A mum desperate to get a council house is living in a garden shed with her three children.
The woman has resorted to the extreme measure as she looks to secure a new home from Canterbury City Council.
News of the family’s shocking situation emerged as a councillor gave an impassioned speech about the shortage of social housing in the Canterbury district.
The mother and three children are living in a garden shed. Stock picture
Cllr Peter Vickery-Jones, who represents Herne and Broomfield, says he has attempted to help the family-of-four, whose situation has caused him a “great deal of concern”.
Speaking at a meeting of the council’s executive committee, he said: “On three occasions in my ward recently I’ve had to try to help people in need of homes.
“Two of them I was able to help and the other I could not help with in any way.
“We simply do not have the housing stock to help them. I sit here in comfort and there are people crying out for help” – Cllr Vickery-Jones
“It was a mother and three children living in a garden shed, and that’s caused me personally a great deal of concern.

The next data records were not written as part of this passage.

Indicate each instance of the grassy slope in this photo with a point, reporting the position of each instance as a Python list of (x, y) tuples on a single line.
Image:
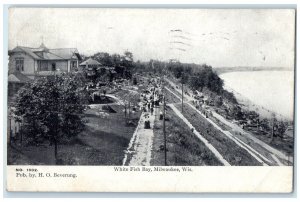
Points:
[(234, 154), (182, 145), (103, 142)]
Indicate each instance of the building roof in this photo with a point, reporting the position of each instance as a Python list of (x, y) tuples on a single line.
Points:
[(90, 61), (43, 53), (18, 77)]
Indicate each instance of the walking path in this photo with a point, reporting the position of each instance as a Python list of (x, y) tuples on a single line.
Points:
[(207, 144), (139, 149), (260, 158), (250, 136)]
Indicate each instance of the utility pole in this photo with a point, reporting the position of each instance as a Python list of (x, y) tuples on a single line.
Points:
[(182, 94), (164, 131)]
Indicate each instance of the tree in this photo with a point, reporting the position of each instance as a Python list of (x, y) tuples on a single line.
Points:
[(50, 109)]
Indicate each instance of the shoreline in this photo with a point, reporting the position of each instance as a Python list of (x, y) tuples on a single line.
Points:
[(248, 104)]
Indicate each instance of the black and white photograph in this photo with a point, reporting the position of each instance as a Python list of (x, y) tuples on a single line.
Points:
[(154, 90), (150, 87)]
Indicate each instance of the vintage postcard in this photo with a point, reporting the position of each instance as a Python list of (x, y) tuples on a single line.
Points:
[(150, 100)]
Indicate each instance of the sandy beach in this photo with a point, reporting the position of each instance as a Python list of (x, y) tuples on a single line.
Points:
[(247, 104)]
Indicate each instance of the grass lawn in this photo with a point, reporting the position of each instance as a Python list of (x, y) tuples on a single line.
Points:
[(234, 154), (183, 147), (103, 141)]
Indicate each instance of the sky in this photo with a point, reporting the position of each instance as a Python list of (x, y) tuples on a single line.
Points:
[(220, 38)]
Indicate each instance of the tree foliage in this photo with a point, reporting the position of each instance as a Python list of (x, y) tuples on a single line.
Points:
[(50, 108)]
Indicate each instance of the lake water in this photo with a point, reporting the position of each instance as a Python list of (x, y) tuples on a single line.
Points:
[(273, 90)]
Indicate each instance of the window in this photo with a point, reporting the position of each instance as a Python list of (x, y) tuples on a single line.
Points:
[(20, 64), (73, 64), (53, 67), (42, 65)]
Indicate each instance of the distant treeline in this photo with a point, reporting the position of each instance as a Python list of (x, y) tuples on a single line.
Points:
[(197, 77)]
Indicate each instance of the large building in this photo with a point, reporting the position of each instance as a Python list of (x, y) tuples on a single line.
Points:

“We simply do not have the housing stock to help them. I sit here in comfort and there are people crying out for help.”
Herne Bay councillor Joe Howes, the portfolio holder for housing, says the family has turned down the offer of a deposit for a privately-rented home.
He says it is a measure often used by the authority to encourage those looking for a council house into the private rental sector.
“If that’s not appropriate they will sometimes end up in a hostel or bed and breakfasts,” he explained.
“We’ve had some people that have been in a hostel for a long period of time because they want a home in a specific place for specific needs. But this is the choice people are making.
Cllr Peter Vickery-Jones reported the family’s plight. Picture: Barry Goodwin
“The family Cllr Vickery-Jones is talking about have gone through that process.
“They have the offer of a deposit on the table, so my advice to many people is to look in the private rental sector.
“We have 1,800 people on the housing needs register, so people have got to start looking at private rental.
“Last week we had a three-bedroom house and 50 people bid on it, so we had 49 disappointed families” – Cllr Joe Howes
“If they’re not able to they need to be very careful with their bid. They can’t say they’re only going to bid on three-bedroom houses in Herne Bay.
“Last week we had a three-bedroom house and 50 people bid on it, so we had 49 disappointed families.”
Cllr Vickery-Jones suggests using a £7 million pot – the Housing Revenue Account (HRA) – to build more sheltered accommodation to entice people out of larger council homes that are too big for them.
He said: “We can’t require these people move out to make way for families, because that would be unfair.
“But we can build more attractive options for them to encourage them to move out.
“That could free up the limited housing stock we do have.”
Canterbury city council leader John Gilbey
But council leader John Gilbey questioned where they would build the new homes.
He said: “We can use the HRA account to buy ground, but where?
“Where are you going to find some ground to build houses for people? Tell us. You find it, we’ll look at buying it.
“We can do that, if there is space and if there is a way of doing it, so it’s not that we’re just ignoring this.”
The city council refused to comment on the family’s situation, saying it could not “provide personal information to protect the confidentiality of the individuals involved”.